Le ministre d’État à l’hydraulique et à l’assainissement était dimanche 23 juin 2019, au siège du RPG Arc-en-ciel à N’zérékoré, a constaté Kibaro224.com à travers son reporter.

Dans son intervention, Mamady Kourouma a au nom de l’ensemble des sections et militants du parti, souhaité la bienvenue à leur hôte.

« Quand on tenait nos réunions dans la concession d’un de nos responsables du parti (pendant que le siège actuel n’était pas construit), c’est Papa Koly qui venait nous transmettre le message du professeur Alpha Condé. S’il revient encore aujourd’hui, celà ne nous surprend guerre et on dira qu’il est venu chez lui », dira-t-il.

Pour sa part, le ministre Papa s’exprimant en maninka a indiqué que sa présence au siège du parti au pouvoir à une double signification. D’abord saluer les responsables et militants du RPG Arc-en-ciel mais aussi leur confier son parti (GRUP ndlr).

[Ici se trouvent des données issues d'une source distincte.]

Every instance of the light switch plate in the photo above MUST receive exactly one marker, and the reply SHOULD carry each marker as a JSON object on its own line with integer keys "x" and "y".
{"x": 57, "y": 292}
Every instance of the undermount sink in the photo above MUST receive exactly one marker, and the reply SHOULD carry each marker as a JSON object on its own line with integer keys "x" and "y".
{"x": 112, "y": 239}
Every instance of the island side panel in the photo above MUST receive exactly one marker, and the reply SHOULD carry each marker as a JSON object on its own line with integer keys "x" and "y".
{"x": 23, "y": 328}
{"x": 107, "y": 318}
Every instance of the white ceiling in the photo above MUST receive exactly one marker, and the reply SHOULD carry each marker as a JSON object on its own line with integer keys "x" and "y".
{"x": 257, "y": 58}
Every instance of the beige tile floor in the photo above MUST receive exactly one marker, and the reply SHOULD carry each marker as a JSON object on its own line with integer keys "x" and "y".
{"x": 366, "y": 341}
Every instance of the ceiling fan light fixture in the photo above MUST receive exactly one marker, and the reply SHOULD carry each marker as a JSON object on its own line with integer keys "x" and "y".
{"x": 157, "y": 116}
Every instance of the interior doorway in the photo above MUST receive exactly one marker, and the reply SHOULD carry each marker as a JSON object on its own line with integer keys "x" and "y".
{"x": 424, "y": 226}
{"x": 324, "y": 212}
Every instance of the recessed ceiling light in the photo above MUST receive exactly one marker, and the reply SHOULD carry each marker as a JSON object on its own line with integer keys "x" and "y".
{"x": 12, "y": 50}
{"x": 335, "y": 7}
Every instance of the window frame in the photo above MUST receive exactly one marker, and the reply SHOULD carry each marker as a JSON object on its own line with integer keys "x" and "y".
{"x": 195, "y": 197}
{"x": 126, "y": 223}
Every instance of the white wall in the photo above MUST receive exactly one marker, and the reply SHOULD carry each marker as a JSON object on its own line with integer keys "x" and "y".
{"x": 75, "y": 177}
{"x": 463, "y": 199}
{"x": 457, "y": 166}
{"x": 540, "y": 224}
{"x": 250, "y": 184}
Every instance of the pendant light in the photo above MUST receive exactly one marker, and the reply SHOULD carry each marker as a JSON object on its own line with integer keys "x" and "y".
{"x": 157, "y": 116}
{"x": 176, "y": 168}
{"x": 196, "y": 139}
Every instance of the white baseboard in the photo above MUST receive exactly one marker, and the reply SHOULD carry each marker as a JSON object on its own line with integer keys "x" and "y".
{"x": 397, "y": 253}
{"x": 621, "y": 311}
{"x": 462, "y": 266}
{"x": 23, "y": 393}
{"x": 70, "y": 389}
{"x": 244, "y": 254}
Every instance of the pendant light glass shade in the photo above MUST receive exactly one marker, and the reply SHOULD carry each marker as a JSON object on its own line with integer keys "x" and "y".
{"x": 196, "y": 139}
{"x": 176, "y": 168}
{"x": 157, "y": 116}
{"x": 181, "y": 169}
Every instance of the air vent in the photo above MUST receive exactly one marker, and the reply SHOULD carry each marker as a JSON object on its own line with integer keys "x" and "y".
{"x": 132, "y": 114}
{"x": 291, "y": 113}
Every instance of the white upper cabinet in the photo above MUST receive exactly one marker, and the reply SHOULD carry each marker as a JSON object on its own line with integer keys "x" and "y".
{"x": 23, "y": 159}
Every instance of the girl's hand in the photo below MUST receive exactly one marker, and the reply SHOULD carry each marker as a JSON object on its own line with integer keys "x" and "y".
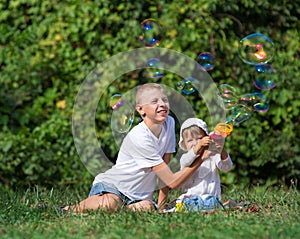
{"x": 204, "y": 142}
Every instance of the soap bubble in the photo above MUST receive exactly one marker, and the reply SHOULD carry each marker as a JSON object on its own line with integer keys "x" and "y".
{"x": 187, "y": 86}
{"x": 206, "y": 60}
{"x": 122, "y": 116}
{"x": 151, "y": 33}
{"x": 256, "y": 48}
{"x": 264, "y": 75}
{"x": 115, "y": 101}
{"x": 240, "y": 114}
{"x": 227, "y": 95}
{"x": 154, "y": 69}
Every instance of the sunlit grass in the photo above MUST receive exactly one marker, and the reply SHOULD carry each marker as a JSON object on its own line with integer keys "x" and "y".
{"x": 32, "y": 213}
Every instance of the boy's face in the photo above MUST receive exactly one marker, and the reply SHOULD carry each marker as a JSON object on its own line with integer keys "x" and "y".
{"x": 192, "y": 136}
{"x": 154, "y": 106}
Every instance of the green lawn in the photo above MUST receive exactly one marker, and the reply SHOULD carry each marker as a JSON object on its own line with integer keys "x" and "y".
{"x": 32, "y": 214}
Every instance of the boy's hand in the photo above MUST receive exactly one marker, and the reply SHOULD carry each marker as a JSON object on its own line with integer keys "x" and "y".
{"x": 204, "y": 142}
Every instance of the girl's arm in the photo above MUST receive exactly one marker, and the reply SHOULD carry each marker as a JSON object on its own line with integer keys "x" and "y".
{"x": 174, "y": 180}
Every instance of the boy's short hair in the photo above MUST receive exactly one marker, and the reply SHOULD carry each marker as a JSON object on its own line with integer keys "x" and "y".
{"x": 141, "y": 89}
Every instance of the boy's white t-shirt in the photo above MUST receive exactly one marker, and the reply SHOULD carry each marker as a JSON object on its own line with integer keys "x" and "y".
{"x": 206, "y": 180}
{"x": 132, "y": 174}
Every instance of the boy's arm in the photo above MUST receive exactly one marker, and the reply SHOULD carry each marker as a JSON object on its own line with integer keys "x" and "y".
{"x": 164, "y": 190}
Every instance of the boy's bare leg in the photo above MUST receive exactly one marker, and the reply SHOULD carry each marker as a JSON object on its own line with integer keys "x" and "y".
{"x": 144, "y": 205}
{"x": 107, "y": 201}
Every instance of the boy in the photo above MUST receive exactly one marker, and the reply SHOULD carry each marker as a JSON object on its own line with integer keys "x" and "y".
{"x": 144, "y": 154}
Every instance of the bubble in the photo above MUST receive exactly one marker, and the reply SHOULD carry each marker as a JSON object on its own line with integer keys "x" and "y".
{"x": 153, "y": 69}
{"x": 187, "y": 86}
{"x": 122, "y": 115}
{"x": 256, "y": 48}
{"x": 261, "y": 107}
{"x": 115, "y": 101}
{"x": 151, "y": 33}
{"x": 264, "y": 75}
{"x": 228, "y": 95}
{"x": 240, "y": 114}
{"x": 206, "y": 60}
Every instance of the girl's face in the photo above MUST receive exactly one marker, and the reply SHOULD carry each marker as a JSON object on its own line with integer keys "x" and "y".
{"x": 191, "y": 136}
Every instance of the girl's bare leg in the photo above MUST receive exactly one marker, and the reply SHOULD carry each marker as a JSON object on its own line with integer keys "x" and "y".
{"x": 107, "y": 201}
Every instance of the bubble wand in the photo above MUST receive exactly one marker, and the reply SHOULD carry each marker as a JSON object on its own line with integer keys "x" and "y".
{"x": 221, "y": 131}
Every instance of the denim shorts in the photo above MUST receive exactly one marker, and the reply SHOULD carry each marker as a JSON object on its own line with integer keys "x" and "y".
{"x": 103, "y": 187}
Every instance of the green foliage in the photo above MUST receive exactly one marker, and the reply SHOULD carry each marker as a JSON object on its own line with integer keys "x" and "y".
{"x": 48, "y": 48}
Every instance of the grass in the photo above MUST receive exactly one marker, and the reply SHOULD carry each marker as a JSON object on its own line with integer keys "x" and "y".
{"x": 32, "y": 214}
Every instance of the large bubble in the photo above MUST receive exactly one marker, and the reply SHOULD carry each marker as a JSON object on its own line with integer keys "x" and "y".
{"x": 188, "y": 85}
{"x": 264, "y": 75}
{"x": 154, "y": 69}
{"x": 206, "y": 60}
{"x": 256, "y": 48}
{"x": 240, "y": 114}
{"x": 151, "y": 33}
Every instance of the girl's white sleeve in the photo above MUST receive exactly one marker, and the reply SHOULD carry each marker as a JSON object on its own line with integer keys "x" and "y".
{"x": 225, "y": 165}
{"x": 188, "y": 158}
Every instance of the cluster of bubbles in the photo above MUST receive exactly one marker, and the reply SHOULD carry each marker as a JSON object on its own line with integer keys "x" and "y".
{"x": 255, "y": 49}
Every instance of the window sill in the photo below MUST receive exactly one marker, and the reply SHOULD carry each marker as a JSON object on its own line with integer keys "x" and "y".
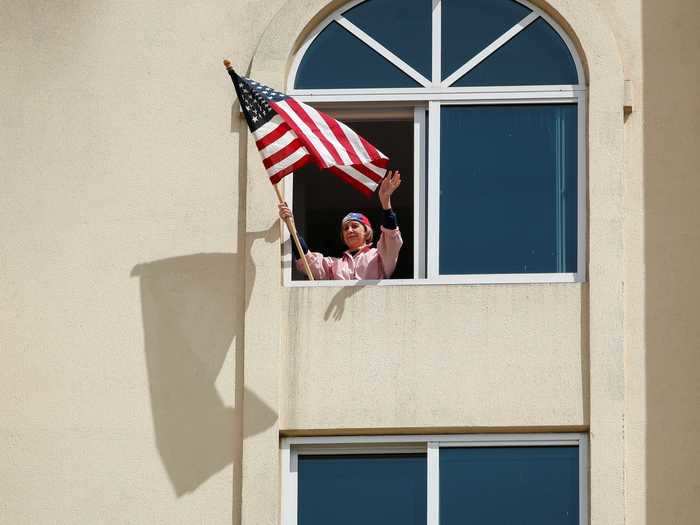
{"x": 513, "y": 278}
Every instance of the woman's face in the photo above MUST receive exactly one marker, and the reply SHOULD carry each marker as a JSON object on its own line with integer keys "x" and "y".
{"x": 354, "y": 234}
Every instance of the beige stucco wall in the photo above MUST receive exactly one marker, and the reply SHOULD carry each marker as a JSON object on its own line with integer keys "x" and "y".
{"x": 450, "y": 356}
{"x": 121, "y": 261}
{"x": 671, "y": 47}
{"x": 139, "y": 246}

« Ma présence ici c’est pour deux (2) raisons. D’abord, vous saluer et vous annoncez que je suis de retour. Vous savez entre les deux tours de la présidentielle de 2010, il y a une délégation de la coordination mandingue dirigée par El hadj Sékou Kaba qui est venue me voir pour rejoindre le candidat du RPG, le professeur Alpha Condé. Il me disait: « si tu ne fais pas ça, notre position n’est pas bonne ». Je lui ai répondu en disant que le mandingue est une grande famille de cinq (5) enfants. C’est notre position (géographique) qui diffère peut-être, sinon c’est la même famille. Voilà pourquoi j’ai choisi le candidat du RPG et Dieu a fait qu’il est arrivé au pouvoir. Mais comme vous le savez, le pouvoir a beaucoup de parrains. Il y a des escrocs qui ont parlé et ça crée le divorce entre nous. Mais aujourd’hui, mon grand frère a compris que je ne suis pas contre lui. Notre divorce était l’effet des escrocs », dira Papa Koly sous les ovations des militants fortement mobilisés.

Poursuivant, il est revenu sur les acquis de la gouvernance Alpha Condé. Et selon lui, ce que le président Condé a fait en 9 ans dépasse largement ce que ses prédécesseurs ont fait de 1958 à 2010.

« La preuve, c’est la tournée que nous sommes entrain de faire dans le cadre de l’ANAFIC. Des infrastructures de base sont entrain d’être construites un peu partout dans les localités. Tout ce que nous sommes entrain de faire, si ce n’est pas sada la constitution, les gens qui viendront après nous utiliserons l’argent destiné à celà pour des fins personnelles. C’est pourquoi ils s’opposent à une nouvelle constitution mais ils ne pourront pas, parce que nous avons tous les moyens à notre disposition. Et cette question de nouvelle constitution ne devrait pas en principe créer des problèmes. Le moment venu, ceux qui veulent diront OUI et ceux qui sont contre diront NON. C’est ce qu’on appelle démocratie », soutient l’ancien conseiller du chef de file de l’opposition.